The residents at the Ryman village in Rangiora have been manufacturing hundreds of traps for Predator Free New Zealand groups as well as the Department of Conservation for conservation initiatives throughout Canterbury over the past 18 months.
They’re now working on a rush order of 80 traps for the Ashley-Rakahuri Rivercare Group, whose conservation efforts were devastated by the May floods.
Peter Whitehead, from the Rivercare conservation group, said the floods had wiped out dozens of trap lines on the Ashley River which were essential to protect some of the world’s most endangered wading birds from predators.
The fragile habitat is home to wrybills, black-fronted terns and black-backed gulls, and the breeding season is just around the corner.
“I didn’t think we’d lost that many traps until I got down there and saw just how bad it was. We lost 114 traps in total across the area, which is a huge amount,’’ Peter Whitehead said.
The conservationists put out a call for help from the Charles Upham residents who build the traps using offcuts from the construction of Ryman Healthcare’s new Kevin Hickman Retirement Village in Riccarton.
Charles Upham residents Gwenda Johnson, Colin Dixon and Lynn Andrews are part of the team working on the traps.
The traps, built to precise DoC specifications, are made from offcuts recycled from Ryman Healthcare’s construction site at Kevin Hickman Retirement Village at Riccarton Park in Christchurch.
For Gwenda, who has volunteered in the past for Habitat For Humanity building homes in Vietnam, Myanmar and Nepal, helping out is second nature.
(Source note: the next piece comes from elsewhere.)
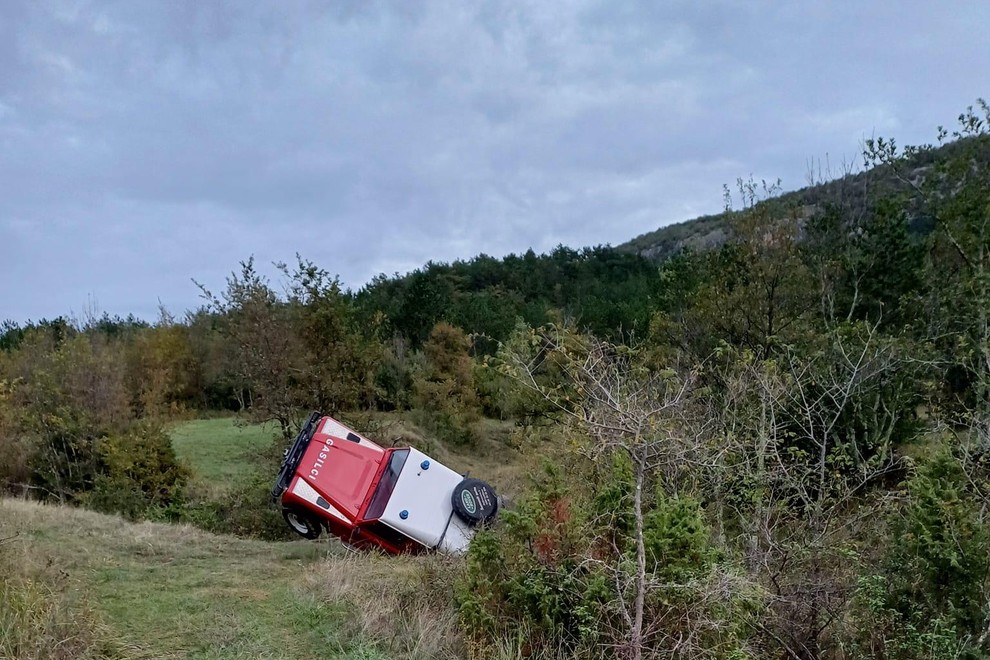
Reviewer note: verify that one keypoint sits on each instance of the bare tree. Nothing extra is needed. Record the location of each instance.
(650, 416)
“It is good fun and fulfilling. I just toddle down when I have time and help knock some together. It doesn’t get any easier – if a nail goes wrong it goes wrong.’’
Lynn Andrews has helped out the Ashley River group in the past and he has helped lead the group of residents assembling the wooden housings and the traps, that are stencilled with ‘Made with love by Ryman residents’.
Ryman Healthcare Group Chief Executive Gordon MacLeod said it was a pleasure to be able to help the conservation campaign.
“We’re recycling materials and supplying everything they need to make this happen. This means it is a very sustainable project and our endangered birds are the winners.’’
Ryman is rolling out similar projects around the country as part of its commitment to a Predator Free New Zealand.
“And the best thing is that is led by our resident volunteers – so we are delighted to be doing our bit to help,’’ Gordon said.
The Charles Upham residents have built traps used by the Department of Conservation in the High Country, and for Sumner and Port Hills predator free campaigns.